This is a really interesting post, especially considering realistic considerations of how AI can affect crime and terrorism are few and far between in public debate. Much of my own research is in the field of AI in National Security and Defence and though biosecurity isn't my wheelhouse, I do have some have thoughts on what you've all written that may or may not be useful.
I think the arguments in this post match really well with some types of bioterrorist but not others. I'd be interested to read more research (if it yet exists) on how the different 'types' of terrorist would utilise LLMs. I can imagine such technology would be far more useful to self-radicalised and lone actors rather than those in more traditional and organised terror structures for various reasons. The two use cases would also require very different measures to predict and prevent attacks as well.
The concept of chatbots lowering the bar is a good one, though it also comes with the upside that it also makes attacks easier to stop because it's an intelligence and evidence goldmine. More terrorists having webcams in their houses would be fantastic. The downside obviously being that knowledge is more democratised. The bioterrorism element is harder to stop than other direct action or NBC attacks because the knowledge is 'dual-use'. That is there are plenty of good reasons to access that information, and plenty of bad ones too. Unlike some other searches.

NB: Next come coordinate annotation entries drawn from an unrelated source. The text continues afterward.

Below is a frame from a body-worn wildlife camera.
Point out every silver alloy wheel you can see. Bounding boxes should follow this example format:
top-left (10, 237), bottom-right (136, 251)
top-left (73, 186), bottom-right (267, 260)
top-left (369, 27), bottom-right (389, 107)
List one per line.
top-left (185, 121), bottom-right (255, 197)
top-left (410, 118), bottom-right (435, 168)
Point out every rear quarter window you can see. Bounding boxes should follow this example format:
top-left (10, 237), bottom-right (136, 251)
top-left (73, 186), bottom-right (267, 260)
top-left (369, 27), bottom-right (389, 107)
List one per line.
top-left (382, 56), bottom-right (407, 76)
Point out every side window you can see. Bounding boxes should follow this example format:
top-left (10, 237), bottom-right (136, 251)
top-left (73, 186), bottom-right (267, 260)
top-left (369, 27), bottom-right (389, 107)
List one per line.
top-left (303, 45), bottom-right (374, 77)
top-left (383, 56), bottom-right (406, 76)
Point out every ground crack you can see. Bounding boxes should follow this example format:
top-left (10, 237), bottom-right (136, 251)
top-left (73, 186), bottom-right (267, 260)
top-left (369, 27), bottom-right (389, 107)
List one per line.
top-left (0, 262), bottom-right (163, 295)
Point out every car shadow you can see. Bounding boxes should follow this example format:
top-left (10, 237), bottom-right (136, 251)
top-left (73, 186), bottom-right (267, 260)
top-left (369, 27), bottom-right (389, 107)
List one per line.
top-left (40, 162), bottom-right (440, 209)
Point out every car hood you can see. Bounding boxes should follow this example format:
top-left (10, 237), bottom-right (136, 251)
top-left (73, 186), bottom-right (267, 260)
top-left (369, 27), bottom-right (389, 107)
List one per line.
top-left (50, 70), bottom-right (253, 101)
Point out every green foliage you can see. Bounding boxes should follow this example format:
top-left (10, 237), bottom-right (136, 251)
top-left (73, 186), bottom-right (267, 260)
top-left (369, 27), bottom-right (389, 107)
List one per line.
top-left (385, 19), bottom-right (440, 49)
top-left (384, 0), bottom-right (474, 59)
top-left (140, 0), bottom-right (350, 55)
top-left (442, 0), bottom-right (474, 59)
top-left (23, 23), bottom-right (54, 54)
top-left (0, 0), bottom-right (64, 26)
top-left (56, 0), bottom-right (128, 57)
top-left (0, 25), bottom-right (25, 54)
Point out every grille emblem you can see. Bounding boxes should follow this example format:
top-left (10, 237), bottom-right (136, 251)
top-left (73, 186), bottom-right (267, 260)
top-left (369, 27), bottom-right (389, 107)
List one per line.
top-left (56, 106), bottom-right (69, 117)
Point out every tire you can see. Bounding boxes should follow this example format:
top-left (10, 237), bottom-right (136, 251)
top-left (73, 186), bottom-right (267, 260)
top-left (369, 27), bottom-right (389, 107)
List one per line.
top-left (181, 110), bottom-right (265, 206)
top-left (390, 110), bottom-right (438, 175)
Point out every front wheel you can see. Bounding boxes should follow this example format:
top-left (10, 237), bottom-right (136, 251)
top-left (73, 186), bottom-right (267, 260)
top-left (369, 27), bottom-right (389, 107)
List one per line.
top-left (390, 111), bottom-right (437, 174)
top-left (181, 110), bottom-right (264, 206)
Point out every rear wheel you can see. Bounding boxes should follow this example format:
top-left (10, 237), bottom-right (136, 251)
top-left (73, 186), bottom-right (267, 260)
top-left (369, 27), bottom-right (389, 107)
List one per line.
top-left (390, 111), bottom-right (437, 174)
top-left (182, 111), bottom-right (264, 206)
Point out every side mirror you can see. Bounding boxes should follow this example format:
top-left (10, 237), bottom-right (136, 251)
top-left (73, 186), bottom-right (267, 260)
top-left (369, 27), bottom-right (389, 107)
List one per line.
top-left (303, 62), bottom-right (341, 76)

The second point about 'meaningful help in planning attacks' is likely to be the most devastating in the short term. The ability to quickly and at scale map things like footfall density and security arrangements over geographical areas reduces the timelines for attack planning, which subsequently reduces the time good actors have to prevent attacks. It also could feasibly provide help in avoiding detection. This isn't really a serious infosec hazard because plenty of would-be criminals attempt to find information online or in books to conceal their crimes (there's even a fantastic Breaking Bad scene where Walter White admonishes a rookie criminal for making rookie mistakes), but it helps the less 'common sense gifted' avoid common pitfalls which slightly increases the difficulty in stopping such plots.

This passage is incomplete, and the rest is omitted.